Vorbild.
Ich sitze auf dem Campingplatz, sie hören es vielleicht am Vogelgezwitscher im Hintergrund. Seit 10 Wochen leben wir im Wohnwagen. Warten auf die Fertigstellung des neuen Zuhauses. Ich campe gerne – aus einem Grund: man lernt Menschen kennen. Heute zum Beispiel. Auf der Wiese zeltet ein älteres Paar. Ihre Fahrräder erwecken meine Neugierde. Es sind kleine Klappräder. Eins davon mit Anhänger. Ich spreche den älteren Herrn an. Die Räder hat er eigenhändig umgebaut, Elektromotor in der Nabe, 500 Watt Akku. Damit haben wir jeden Pass in der Schweiz bewältigt. 20% Steigung ohne Anhänger, 16% mit. Im Mai waren wir mit den Rädern in Salerno in Süditalien. Darf ich sie nach Ihrem Alter fragen? Er lacht. Ich bin jetzt 80 Jahre alt. Ich spiele mein Lieblingsspiel mit ihm: Heiteres-Beruferaten. Wenn sie aus Zürich kommen, sind sie pensionierter Banker, der reumütig einen alternativen Ruhestand verbringt, um seine krummen Geschäfte abzubüßen. Wieder lacht er. Ganz kalt. OK – sie haben Schokolade produziert. Auch falsch. Pharmaindustrie ist mein letzter Joker. Das kommt dem schon näher. Allerdings habe ich als Arzt mein Leben lang keinen Pharmavertreter empfangen. Die hätten mir nur unnötiges Zeug aufgeschwatzt. Seine Frau kommt dazu. Wie halten sie es mit diesem Mann aus? Auch sie lacht. Manches Mal muss ich ihn ein wenig antreiben. Er wird ein wenig träge! Sie haben zwei Fahrräder. Ein Auto hatten wir nie – wozu auch in Zürich? Zum Reisen brauchen wir weder Flugzeug noch Auto.
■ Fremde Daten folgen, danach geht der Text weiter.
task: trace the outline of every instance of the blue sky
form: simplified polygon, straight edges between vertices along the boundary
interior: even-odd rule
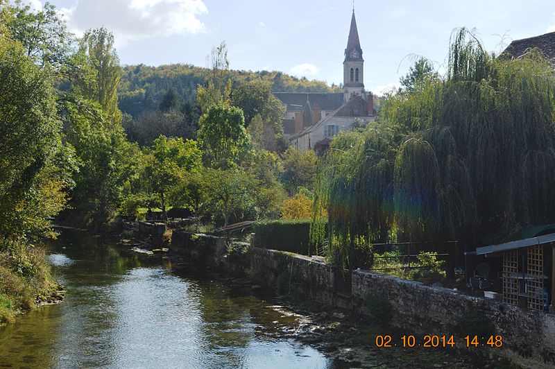
[[[41,0],[28,0],[34,6]],[[51,0],[71,31],[112,31],[122,64],[206,66],[225,40],[231,67],[280,70],[339,83],[343,80],[350,0]],[[44,1],[43,1],[44,3]],[[486,49],[555,31],[547,1],[357,0],[366,89],[398,83],[411,55],[443,70],[453,28],[476,28]]]

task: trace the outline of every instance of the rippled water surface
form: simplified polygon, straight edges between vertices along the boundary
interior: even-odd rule
[[[0,328],[0,368],[331,368],[287,338],[297,317],[187,268],[65,231],[49,261],[65,300]]]

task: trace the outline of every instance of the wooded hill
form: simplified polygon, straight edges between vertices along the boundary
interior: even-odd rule
[[[182,110],[190,110],[195,105],[196,87],[205,83],[209,72],[207,68],[188,64],[126,66],[118,90],[119,108],[137,118],[158,110],[164,96],[173,89]],[[298,78],[281,71],[230,70],[230,76],[235,85],[261,78],[271,83],[273,92],[341,92],[338,85],[329,86],[324,81]]]

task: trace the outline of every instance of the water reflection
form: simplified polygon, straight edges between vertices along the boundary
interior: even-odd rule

Wir haben unsere Räder und das Zelt. Wir haben ganz Europa gesehen. Klappräder deshalb, weil wir sie in jeden Zug mitnehmen können. Die beiden packen ihr Zelt zusammen und radeln los. Wohin geht es heute? Ach nur bis Ulm. Einmal über die schwäbische Alb.
Ich werde in diesem Jahr 70. Es tut mir unglaublich gut, noch Vorbilder zu finden, denen ich nacheifern kann. So was erlebt man nur auf dem Campingplatz.